Bareskrim Bongkar Judi Online Hayam Wuruk: 287 WNA dan 4 WNI Jadi Tersangka, Transaksi Capai Rp13,9 Triliun
Baca dalam 60 detik
- Polisi menetapkan 287 warga negara asing dan empat warga negara Indonesia sebagai tersangka dalam kasus judi online berskala internasional yang beroperasi melalui 145 situs.
- Mayoritas tersangka berasal dari Vietnam (185 orang), disusul China, Myanmar, Thailand, Laos, dan Malaysia; total deposit yang terdeteksi mencapai Rp13,9 triliun.
- Kasus ini menyoroti kerentanan sistem pemblokiran situs judi di Indonesia dan menguatkan urgensi kerja sama lintas negara dalam memberantas perjudian daring.

Bareskrim Polri menetapkan 287 warga negara asing (WNA) dan empat warga negara Indonesia (WNI) sebagai tersangka dalam penggerebekan jaringan judi online bersandi Hayam Wuruk, dengan total transaksi mencapai Rp13,9 triliun yang masih dalam pendalaman Pusat Pelaporan dan Analisis Transaksi Keuangan (PPATK) serta Otoritas Jasa Keuangan (OJK).
Wakabareskrim Polri, Irjen Pol. Nunung Syaifuddin, mengungkapkan bahwa dari 322 orang yang diamankan, 287 di antaranya telah resmi ditetapkan sebagai tersangka. Ratusan WNA tersebut berasal dari enam negara, dengan Vietnam mendominasi sebanyak 185 orang. Sisanya terdiri dari 76 warga China, 15 warga Myanmar, enam warga Thailand, tiga warga Laos, dan dua warga Malaysia. Empat WNI yang ikut ditetapkan sebagai tersangka diduga berperan dalam operasional harian sindikat ini.
Sindikat ini menjalankan 145 situs judi online yang dikelola secara bergantian untuk menghindari pemblokiran. Menurut Nunung, server dan hosting ditempatkan di luar negeri, sehingga penegakan hukum memerlukan koordinasi internasional. "Berdasarkan analisis digital pada salah satu platform milik tersangka, tercatat total deposit sekitar Rp13,9 triliun, yang saat ini masih dalam pendalaman dari PPATK dan OJK," jelasnya di Bareskrim, Jumat (26/6/2026).
Penggerebekan ini menghasilkan barang bukti yang mencengangkan: 594 unit telepon genggam, 382 laptop, 179 monitor dan komputer, 11 unit Mac Mini, serta router dan uang tunai Rp8,7 miliar. Polisi juga menyita 155 paspor, menandakan bahwa sindikat ini mempekerjakan banyak tenaga asing secara ilegal. Modus operandi yang menggunakan server luar negeri dan perputaran domain menunjukkan bahwa praktik judi online semakin canggih dan sulit diberantas tanpa kolaborasi global.
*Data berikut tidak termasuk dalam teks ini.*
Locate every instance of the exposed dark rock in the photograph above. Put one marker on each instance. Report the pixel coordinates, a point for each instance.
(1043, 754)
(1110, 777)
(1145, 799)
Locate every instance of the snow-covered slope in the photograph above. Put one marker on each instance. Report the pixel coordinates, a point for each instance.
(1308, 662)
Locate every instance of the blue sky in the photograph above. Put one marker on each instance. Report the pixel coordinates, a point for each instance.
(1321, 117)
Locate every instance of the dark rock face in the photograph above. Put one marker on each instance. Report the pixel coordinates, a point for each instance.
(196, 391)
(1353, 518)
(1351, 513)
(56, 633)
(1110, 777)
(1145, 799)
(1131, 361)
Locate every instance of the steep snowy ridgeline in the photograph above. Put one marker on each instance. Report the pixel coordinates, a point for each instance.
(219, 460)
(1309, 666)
Bagi Indonesia, kasus ini menjadi alarm serius. Dengan nilai deposit yang mencapai Rp13,9 triliun, judi online tidak hanya merugikan individu tetapi juga berpotensi menggerus perekonomian nasional melalui aliran dana ilegal ke luar negeri. PPATK dan OJK kini tengah menelusuri aliran dana tersebut untuk mengidentifikasi keterlibatan pihak lain dan potensi pencucian uang. Langkah Bareskrim ini diharapkan dapat menjadi preseden bagi penguatan regulasi dan pengawasan transaksi digital.
Ke depan, tantangan terbesar adalah membangun sistem deteksi dini yang mampu mengidentifikasi situs-situs baru yang muncul setiap hari. Pertanyaan yang mengemuka: akankah kerja sama internasional dan teknologi analitik mampu mengejar laju pertumbuhan judi online yang kian masif?